Quote of the Day (26)

I have great appreciation for people who stick to the sola scriptura principle; people who are willing to go to the wall for what they believe the Bible teaches. It shows sincerity and courage, qualities that are most admirable.

But what do you do when, year after year after year, the facts on the ground stubbornly refuse to conform to your theological schema, a system of thought you are convinced is entirely scriptural?

Now, one must always be careful when pointing out the errors in other people’s thinking about the Bible. Those of us doing the pointing may be just as blind to our own theological missteps. “Har, har, har!” is not the most Christian response to fellow believers struggling with obvious cognitive dissonance.

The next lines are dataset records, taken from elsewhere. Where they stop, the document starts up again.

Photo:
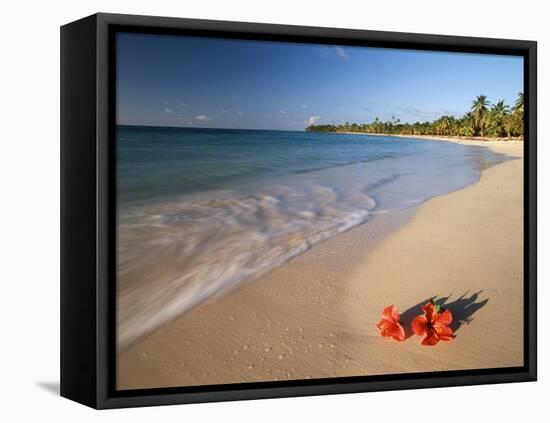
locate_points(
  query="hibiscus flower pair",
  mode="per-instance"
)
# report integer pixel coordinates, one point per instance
(433, 324)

But keeping that in mind, is there any point at which one concedes that while “scripture and only scripture” must always remain the rule for faith and practice, it might just be faintly possible to have misunderstood the word of God on one important point or another? To have imported incorrect assumptions into the Bible? To have constructed a theological system atop one or more unchallenged factual errors or false principles of interpretation?

Doug Wilson is honest about the difficulty he faces in reconciling his eschatology with political and cultural reality:
“The best thing to do is assume that if you have any sense in your head at all, you are reluctant even to turn on the news anymore. ‘How could they possibly have made things worse?’ seems like it ought to be a rhetorical question. But every single night they are up to the challenge, and they produce actual answers to that question. And you wonder to yourself ... this somehow seems different than how postmillennialism came across in the books.”
Yes, indeed it does. Vastly different. Almost as if fixing the grand mess we have made of this planet demands the direct presence of the Lord of Glory.

As I pointed out in the comments to this post, the intensity of the rhetoric hurled around the Internet by Christians over the current U.S. presidential election seems to me to be directly proportional to the writer’s inclination to embrace a postmillennialist view of prophecy, and understandably so: if it’s our job to fix this world by ourselves, well, right now things are not looking so hot. There are major reasons to be concerned. Some postmillennialists sound downright panicky.

So what’s the next step? Double down, or reconsider?